## Introduction to AWS ParallelCluster

For an overview of this workshop, please read [README.md](README.md). We recommend you use Amazon SageMaker Jupyter Notebook instance for this workshop. 

This notebook shows the main steps to create a ParallelCluster. Steps to prepare (pre and post cluster creation) for the ParallelCluster are coded in pcluster-athena.py. 

#### Before: 
- Create ssh key
- Create or use existing default VPC
- Create an S3 bucket for config, post install, sbatch, Athena++ initial condition files
- Create or use exsiting MySQL RDS database for Slurm accounting
- Update VPC security group to allow traffic to MySQL RDS
- Create a secret for RDS in AWS Secret Manager
- Upload post install script to S3
- Fill the ParallelCluster config template with values of region, VPC_ID, SUBNET_ID, KEY_NAME, POST_INSTALLSCRIPT_LOCATION and POST_INSALL_SCRIPT_ARGS 
- Upload the config file to S3

#### After
- Update VPC security group attached to the headnode to open port 8082 (SLURM REST port) to this notebook

#### Note: 
The reason to break out the process into before and after is to capture the output of the cluster creation from "pcluster create" command and display the output in the notebook.


## Before you start - install nodejs in the current kernal

**Note** If you are in an AWS led workshop using Workshop Studio account, you do not need to do the following. Node.js has been installed for you.
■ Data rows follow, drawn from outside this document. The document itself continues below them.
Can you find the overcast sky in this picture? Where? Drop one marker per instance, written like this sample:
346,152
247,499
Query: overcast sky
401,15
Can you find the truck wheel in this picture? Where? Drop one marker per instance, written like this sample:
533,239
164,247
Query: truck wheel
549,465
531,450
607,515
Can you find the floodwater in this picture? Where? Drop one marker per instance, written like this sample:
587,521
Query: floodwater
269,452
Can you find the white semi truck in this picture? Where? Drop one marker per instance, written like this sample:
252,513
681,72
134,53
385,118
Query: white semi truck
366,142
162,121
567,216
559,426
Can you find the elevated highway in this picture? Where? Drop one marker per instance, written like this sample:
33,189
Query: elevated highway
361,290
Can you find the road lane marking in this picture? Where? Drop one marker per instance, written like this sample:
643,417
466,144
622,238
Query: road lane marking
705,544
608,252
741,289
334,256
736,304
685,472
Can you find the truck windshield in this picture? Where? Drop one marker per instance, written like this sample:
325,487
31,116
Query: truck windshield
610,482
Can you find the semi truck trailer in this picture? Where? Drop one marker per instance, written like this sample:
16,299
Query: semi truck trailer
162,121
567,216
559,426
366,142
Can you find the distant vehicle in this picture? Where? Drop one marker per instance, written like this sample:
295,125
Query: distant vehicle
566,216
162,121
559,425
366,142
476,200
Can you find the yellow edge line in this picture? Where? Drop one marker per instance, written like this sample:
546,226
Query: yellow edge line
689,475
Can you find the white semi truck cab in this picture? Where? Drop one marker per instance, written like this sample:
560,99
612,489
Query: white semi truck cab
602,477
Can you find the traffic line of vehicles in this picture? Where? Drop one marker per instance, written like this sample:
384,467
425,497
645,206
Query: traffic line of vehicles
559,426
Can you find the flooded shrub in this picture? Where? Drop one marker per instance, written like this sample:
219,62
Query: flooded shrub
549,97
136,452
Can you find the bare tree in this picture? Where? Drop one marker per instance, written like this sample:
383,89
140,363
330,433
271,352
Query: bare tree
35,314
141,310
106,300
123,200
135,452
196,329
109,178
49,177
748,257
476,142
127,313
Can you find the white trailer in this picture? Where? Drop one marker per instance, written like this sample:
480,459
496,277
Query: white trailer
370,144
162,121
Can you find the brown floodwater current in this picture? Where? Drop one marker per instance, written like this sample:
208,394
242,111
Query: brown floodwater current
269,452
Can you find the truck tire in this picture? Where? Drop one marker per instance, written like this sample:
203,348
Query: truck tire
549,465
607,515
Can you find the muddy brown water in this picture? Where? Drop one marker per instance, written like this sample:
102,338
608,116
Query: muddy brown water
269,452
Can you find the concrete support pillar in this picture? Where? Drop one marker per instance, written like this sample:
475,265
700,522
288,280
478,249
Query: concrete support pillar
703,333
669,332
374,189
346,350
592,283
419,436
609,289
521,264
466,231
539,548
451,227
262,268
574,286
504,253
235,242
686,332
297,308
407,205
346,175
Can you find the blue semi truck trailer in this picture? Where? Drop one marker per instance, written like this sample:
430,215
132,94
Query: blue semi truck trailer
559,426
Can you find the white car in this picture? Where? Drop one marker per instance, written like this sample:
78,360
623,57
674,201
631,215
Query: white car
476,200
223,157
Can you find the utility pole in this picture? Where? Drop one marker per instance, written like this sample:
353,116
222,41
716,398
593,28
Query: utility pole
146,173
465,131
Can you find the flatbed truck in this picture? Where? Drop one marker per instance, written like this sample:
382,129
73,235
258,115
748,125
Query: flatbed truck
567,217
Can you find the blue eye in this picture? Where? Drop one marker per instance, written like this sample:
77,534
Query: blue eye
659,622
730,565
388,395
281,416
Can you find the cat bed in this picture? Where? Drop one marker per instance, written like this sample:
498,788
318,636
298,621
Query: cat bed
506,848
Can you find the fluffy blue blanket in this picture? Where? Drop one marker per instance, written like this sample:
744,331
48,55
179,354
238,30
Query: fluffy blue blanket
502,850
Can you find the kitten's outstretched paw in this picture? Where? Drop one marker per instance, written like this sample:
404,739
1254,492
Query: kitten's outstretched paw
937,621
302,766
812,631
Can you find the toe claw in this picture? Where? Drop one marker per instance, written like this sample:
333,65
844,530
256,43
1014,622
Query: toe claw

pcluster3 requires nodejs executables. We wil linstall that in the current kernal. 

SageMaker Jupyter notebook comes with multiple kernals. We use "conda_python3" in this workshop. If you need to switch to another kernal, please change the kernal in the following instructions accordingly. 

1. Open a terminal window from File/New/Ternimal - this will open a terminal with "sh" shell.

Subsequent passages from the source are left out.